看到高陽上了馬車要走。
方承恩忽然有種被人拉傻,提上褲子就走的感覺。
這種感覺,就很難受。
重點是,她不僅沒給錢,還拿了自己的錢。
猛然間,看到站在自己身旁的肖騰,方承恩有了主意。
這家伙聽了自己的意見剛刮了胡子,看上去順眼不少啊!
記得高陽上次制鹽的時候帶過來一個拉磨的,那家伙也沒有胡子,不會是太監吧!
這若是太監,可就太好了呀!
“合浦,你等等我,我有話找你說!”
方承恩緊走兩步,追上剛剛起步的馬車。
高陽聽到了方承恩的呼喊,招呼下人停了馬車,掀開馬車上的簾子,露出一張清麗脫俗的臉蛋。
“干嘛,大傻子!”
“哎呀,不是說了,別叫我大傻子了嘛!”
“叫情哥哥!”
“滾!”高陽毫不客氣的回懟:“有沒有事,沒事我還要趕緊回去做做你說的那個肥皂呢!”

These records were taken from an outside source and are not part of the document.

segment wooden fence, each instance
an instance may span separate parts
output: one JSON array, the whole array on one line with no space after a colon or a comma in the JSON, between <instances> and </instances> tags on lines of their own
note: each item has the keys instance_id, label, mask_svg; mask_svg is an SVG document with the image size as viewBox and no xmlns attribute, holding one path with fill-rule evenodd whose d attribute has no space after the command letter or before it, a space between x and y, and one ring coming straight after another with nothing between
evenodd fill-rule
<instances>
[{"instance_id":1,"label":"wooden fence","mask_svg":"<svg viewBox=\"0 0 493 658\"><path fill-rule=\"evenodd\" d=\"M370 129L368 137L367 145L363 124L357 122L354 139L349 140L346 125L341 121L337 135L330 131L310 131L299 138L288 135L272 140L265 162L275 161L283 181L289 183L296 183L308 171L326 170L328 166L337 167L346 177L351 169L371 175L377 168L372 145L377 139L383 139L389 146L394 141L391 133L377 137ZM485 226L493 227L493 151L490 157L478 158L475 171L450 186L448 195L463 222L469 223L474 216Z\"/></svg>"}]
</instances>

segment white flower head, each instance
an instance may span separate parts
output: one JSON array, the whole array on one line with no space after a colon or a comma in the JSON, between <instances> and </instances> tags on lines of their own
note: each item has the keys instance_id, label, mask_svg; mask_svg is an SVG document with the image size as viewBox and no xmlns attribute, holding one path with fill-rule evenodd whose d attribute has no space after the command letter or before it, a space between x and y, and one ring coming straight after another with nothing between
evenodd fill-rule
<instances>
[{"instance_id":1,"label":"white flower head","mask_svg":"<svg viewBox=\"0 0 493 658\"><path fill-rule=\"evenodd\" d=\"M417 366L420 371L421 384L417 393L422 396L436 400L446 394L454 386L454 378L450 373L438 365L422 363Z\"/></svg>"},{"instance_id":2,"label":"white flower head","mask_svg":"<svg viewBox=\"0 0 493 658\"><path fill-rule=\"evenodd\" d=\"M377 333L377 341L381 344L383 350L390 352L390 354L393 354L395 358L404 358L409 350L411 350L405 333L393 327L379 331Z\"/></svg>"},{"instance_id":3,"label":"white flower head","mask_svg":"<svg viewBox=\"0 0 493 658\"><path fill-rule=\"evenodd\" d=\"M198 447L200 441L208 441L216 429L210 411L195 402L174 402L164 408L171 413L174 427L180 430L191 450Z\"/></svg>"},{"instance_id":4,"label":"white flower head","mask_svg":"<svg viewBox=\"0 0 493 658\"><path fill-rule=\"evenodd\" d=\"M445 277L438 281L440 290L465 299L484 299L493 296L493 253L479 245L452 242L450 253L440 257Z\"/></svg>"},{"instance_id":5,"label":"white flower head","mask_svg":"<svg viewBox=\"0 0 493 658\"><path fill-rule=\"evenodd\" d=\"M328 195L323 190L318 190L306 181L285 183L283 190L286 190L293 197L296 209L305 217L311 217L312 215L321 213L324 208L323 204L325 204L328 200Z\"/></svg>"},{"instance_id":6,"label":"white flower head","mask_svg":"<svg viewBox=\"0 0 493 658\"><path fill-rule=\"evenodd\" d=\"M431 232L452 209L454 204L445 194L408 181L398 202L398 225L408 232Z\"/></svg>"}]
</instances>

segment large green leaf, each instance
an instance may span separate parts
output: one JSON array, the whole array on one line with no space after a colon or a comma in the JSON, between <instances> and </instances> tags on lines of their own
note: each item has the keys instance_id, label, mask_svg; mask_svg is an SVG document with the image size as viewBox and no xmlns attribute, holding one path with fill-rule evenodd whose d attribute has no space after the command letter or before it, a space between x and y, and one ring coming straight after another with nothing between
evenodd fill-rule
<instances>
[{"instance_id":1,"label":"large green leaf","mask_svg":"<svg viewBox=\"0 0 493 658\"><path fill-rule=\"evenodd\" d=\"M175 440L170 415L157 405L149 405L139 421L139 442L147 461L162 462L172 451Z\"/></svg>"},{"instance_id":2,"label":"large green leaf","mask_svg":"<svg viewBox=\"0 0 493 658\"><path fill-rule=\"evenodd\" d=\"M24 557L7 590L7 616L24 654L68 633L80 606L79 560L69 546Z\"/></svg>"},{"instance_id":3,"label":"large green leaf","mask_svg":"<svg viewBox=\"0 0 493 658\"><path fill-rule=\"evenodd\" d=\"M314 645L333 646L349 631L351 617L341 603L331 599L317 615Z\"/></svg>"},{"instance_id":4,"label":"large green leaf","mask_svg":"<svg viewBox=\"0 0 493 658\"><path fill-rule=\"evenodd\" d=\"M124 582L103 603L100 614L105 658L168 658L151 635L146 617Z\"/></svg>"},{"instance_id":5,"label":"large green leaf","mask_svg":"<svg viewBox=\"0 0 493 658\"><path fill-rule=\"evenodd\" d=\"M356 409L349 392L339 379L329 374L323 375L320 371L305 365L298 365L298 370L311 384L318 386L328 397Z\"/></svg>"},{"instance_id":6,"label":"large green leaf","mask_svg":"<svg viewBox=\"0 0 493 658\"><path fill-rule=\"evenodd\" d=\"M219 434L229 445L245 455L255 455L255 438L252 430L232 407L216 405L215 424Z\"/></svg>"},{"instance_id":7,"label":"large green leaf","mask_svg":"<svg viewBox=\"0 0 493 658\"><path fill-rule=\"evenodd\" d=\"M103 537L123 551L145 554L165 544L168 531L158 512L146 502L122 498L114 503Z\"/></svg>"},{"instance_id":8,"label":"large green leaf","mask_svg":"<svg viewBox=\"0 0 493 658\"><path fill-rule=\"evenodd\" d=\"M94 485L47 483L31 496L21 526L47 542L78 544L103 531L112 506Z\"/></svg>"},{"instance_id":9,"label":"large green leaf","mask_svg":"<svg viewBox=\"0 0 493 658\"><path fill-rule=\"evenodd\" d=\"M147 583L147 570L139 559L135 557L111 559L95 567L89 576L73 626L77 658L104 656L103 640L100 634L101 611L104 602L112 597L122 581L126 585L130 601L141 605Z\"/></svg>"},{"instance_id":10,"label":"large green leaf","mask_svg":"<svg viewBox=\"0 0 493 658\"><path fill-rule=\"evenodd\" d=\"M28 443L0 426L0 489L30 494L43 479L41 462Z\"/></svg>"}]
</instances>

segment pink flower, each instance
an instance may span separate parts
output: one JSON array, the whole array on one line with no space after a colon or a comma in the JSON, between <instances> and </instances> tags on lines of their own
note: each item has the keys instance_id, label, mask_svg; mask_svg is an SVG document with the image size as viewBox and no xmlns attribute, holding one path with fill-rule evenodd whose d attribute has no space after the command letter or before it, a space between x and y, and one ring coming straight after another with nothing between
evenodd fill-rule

“有!”方承恩趕忙說道:“上次,制鹽的時候,你帶的那個沒胡子的,是不是個太監!”
高陽大驚,一雙桃花眸子瞳孔微張。
這家伙不是知道什么了吧!
難不成,看出了我的身份?
可是看著不像啊!
要找個理由!
有了!
高陽說道:“是啊,他是個太監,宮里賞給我家伺候我爹的,怎么了?”
肖靜就是伺候我爹的,我爹是皇帝,嗯,完美!
“是太監就好!”方承恩大喜:“趕緊的,回去讓他趕緊來藍田煤礦找我,我有大用!”
有大用!
高陽瞳孔張得更大。
這家伙,不愧是……
看著高陽震驚的樣子,方承恩呆愣片刻,瞬間驚醒,這么跟人家要太監,似乎真的很難讓人往好的方面去想。
趕忙解釋說:“是有正事,非他不可那種!”
“如果這個事情成了,對于大唐萬民來說,都是一件大好事!”
可是,肖靜是父皇身邊人,自己能要的過來嘛!
看方承恩急迫而又認真的樣子,高陽默默給自己打氣。
自己是父皇喜愛的公主,借肖靜應該不是什么大事,而且父皇也這么關注這個大傻子。
“好,回去我就讓他來找你!”
“嗯,行,那你快回去吧,趕緊讓他過來別忘了啊!”
方承恩說完就走,我揮一揮衣袖,男人就當如此瀟灑。
女人,哪有太監重要。
看著方承恩轉身就走,高壓眨了眨呀,這家伙竟然沒有目送自己離開。
好氣啊!
氣歸氣,不過,這家伙要的人,還是要送來的。
長安城,立政殿。
“阿嚏!”肖靜站在李二的身后,不知怎么,就忽然感覺到一陣涼意。
李二不滿的回頭看了一眼肖靜,方才他正在想朝中的事情,忽然被肖靜的噴嚏聲打斷了思路。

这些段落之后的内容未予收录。